The Beauty of Handcrafted Quilts

I have been fortunate to have grown up with hand-made quilts. My aunt Elizabeth was born in the late 1800s on a rural Iowa farm with outdoor “facilities”, no running water and no electricity. She lost the tips of her fingers to frostbite when she was a child and had only a limited opportunity for a formal education. She was perhaps the most hardworking and intelligent person I have ever met. Although her and her husband of more than 50 years lived a very modest small-town life, she was among the most generous and giving I have known. With the very little she owned, it was impossible to leave her house without an armload of canned goods or hand-made items.

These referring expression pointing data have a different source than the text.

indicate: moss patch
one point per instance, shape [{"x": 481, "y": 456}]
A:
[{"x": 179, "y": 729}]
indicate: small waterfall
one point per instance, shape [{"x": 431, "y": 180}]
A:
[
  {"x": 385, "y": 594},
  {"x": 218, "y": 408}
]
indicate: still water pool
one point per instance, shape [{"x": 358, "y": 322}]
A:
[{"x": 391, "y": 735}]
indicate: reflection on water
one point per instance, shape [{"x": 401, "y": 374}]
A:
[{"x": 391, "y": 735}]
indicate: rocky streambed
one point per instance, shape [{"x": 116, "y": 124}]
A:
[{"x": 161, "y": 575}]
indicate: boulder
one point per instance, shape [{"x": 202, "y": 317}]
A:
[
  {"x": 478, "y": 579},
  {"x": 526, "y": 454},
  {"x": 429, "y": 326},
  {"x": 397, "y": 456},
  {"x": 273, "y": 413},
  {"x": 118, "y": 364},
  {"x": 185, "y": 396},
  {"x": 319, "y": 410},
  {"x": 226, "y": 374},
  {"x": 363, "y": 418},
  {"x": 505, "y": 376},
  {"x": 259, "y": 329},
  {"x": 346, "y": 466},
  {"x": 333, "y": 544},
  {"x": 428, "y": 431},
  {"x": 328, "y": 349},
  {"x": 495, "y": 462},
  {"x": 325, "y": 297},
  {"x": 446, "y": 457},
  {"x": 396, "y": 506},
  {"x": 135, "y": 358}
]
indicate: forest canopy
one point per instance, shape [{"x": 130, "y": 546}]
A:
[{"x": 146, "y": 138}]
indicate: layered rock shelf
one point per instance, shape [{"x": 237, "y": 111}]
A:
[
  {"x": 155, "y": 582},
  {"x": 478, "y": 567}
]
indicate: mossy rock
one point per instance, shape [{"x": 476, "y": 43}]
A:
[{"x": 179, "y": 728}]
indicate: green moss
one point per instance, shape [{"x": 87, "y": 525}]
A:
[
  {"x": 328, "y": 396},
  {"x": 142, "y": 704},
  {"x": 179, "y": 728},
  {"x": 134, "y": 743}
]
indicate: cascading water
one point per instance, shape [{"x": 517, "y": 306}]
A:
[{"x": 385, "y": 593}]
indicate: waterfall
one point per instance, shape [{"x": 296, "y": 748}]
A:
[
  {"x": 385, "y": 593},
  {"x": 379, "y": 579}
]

Two things she was well-known for were her quilts and her garden. The backyard garden, which encompassed all, grew almost the entirety of the vegetables they needed for the year. Meats were obtained from her brothers’ farms and dry goods came from the local grocer. Her cellar walls were lined with shelves that overflowed with canned and preserved food for the winter, and boxes of potatoes and giant Hubbard squash with parts cut away for a meal. During winter nights when the house was cold, I lay in bed warmed by her heavy flannel quilts, made from cut-up wool mens pants. Her quilts were works of art in themselves. She could sew up to a dozen of them in one long Iowa winter, piecing together scraps of cloth she had collected from old clothing or purchased for a special project. She promised to make a quilt as a wedding gift for each of my sisters. But, one of her most beautiful was the rainbow quilt she made for my mother. The artistry and care lavished on this quilt by this woman, who could have very well decided that her damaged fingers were not nimble enough to accomplish such tasks, have inspired me in ways that I could have never dreamed. Every color block in this quilt was selected, cut, joined and hand-quilted with affection for her craft and my mother. After fifty years, it is as vibrant and beautiful as the first day it was presented as a gift. Aunt Elizabeth and my mom have been gone for so many years, yet those quilts remain one of the few ties that connects me to them.